For starters, nothing about “Girls,” from the stars themselves to the characters they portray, is at all glamorous. None of them are all too stunningly gorgeous, and all are deeply flawed (flaws which they make no effort at hiding, part of the show’s inherent humor). In fact, in this way, the stars of “Girls” could not possibly be more different from the stars of SATC. They’re all broke, none of them own nice clothes or spend their afternoons blowing off steam shopping at Barney’s, and none are having mind-blowing, romantic-comedy-worthy sex. While the show admittedly is filled with plenty of nudity and adult slumber parties, the one sex scene we are exposed to in its pilot, between protagonist Hannah, played by Lena Dunham who also wrote and created the show, and her quasi-boyfriend who resembles an uglier, guido version of Justin Long, is anything but romantic or sexy. It’s bad, as in painful to watch, hiding-behind-your-hands, squirming-in-your-seat, nausea-inducing, horrific sex.

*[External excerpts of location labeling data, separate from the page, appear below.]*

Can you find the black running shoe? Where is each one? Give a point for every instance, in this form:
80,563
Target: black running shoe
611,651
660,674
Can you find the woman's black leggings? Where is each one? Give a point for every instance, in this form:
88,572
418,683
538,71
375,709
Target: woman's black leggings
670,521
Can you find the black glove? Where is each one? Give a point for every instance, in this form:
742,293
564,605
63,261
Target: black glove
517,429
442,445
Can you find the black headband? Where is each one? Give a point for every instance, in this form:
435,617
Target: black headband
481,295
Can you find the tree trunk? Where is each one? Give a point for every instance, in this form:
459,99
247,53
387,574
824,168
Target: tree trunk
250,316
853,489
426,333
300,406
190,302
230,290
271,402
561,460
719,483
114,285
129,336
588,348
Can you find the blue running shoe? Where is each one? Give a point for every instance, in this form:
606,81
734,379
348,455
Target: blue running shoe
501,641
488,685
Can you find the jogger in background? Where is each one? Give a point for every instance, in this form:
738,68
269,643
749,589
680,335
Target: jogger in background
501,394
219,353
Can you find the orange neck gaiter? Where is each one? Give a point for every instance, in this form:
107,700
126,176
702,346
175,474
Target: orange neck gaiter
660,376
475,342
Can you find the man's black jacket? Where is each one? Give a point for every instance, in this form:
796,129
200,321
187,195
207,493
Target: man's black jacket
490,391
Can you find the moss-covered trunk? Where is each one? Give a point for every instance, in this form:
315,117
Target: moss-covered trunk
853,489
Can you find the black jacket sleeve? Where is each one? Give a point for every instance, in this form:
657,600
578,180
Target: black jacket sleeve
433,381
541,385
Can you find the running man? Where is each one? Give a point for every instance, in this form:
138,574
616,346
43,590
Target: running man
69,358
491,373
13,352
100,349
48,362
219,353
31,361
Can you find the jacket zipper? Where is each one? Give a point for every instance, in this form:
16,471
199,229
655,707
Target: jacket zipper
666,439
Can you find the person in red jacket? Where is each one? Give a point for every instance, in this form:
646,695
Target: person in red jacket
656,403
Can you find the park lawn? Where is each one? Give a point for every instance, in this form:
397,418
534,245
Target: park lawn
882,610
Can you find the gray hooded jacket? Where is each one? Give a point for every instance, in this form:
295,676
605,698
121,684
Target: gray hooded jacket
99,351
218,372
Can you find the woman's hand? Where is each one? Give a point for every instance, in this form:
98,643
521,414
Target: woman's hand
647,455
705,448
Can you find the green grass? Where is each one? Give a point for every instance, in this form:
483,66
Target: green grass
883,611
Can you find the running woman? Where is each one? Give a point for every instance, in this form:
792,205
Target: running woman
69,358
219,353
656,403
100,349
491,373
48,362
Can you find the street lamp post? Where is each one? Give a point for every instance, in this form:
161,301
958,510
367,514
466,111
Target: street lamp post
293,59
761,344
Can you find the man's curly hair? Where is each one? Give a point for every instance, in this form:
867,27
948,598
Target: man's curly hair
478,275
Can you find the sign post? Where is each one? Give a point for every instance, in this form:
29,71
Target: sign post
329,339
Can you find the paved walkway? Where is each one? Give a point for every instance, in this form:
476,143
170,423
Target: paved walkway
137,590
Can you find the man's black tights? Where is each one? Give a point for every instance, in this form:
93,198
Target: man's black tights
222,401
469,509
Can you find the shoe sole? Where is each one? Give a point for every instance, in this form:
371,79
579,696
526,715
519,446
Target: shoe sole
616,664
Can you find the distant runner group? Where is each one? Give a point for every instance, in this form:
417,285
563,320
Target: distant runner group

But that’s also exactly where the genius of “Girls” lies. It’s in-your-face. It’s relatable (ladies, who hasn’t had bad, sloppy sex like that at least once in your college career?). It’s raw and hard to watch at times. The characters are self-absorbed, spoiled, ambition-less, confused, lost, and, at times, extremely unlikable. But they’re believable, something that seems so rare to find in today’s age of crappy, overdone reality TV. In a time when the American public is being told that most 20-somethings live glamorous lives out of an episode of ”The Hills,” filled with whiny, spoiled, plastic-surgery-infused children who drive around in their parent’s $100,000 Range Rovers and whose biggest life dilemma is choosing which club to throw back vodka-sodas at for the night, we are given something a bit harder to digest: a glimpse into the lives of some 20-somethings who don’t resemble supermodels, who are broke, jobless, and living in a dumpy apartment in Brooklyn instead of a poolside villa in Beverly Hills. For many, this means that the show is a bit too explicit and a bit too crude, but judging by the overwhelming amount of praise it has already received from critics, many, like myself, are thinking the opposite, that women can be the driving force behind a hit television series, that they don’t have to be glamorized or overdone to be entertaining, and that yes, women can be funny. In fact, in the case of Apatow’s “Girls,” I would argue that women can be pretty damn hilarious.
"Girls" airs every Sunday at 10:30 p.m. on HBO.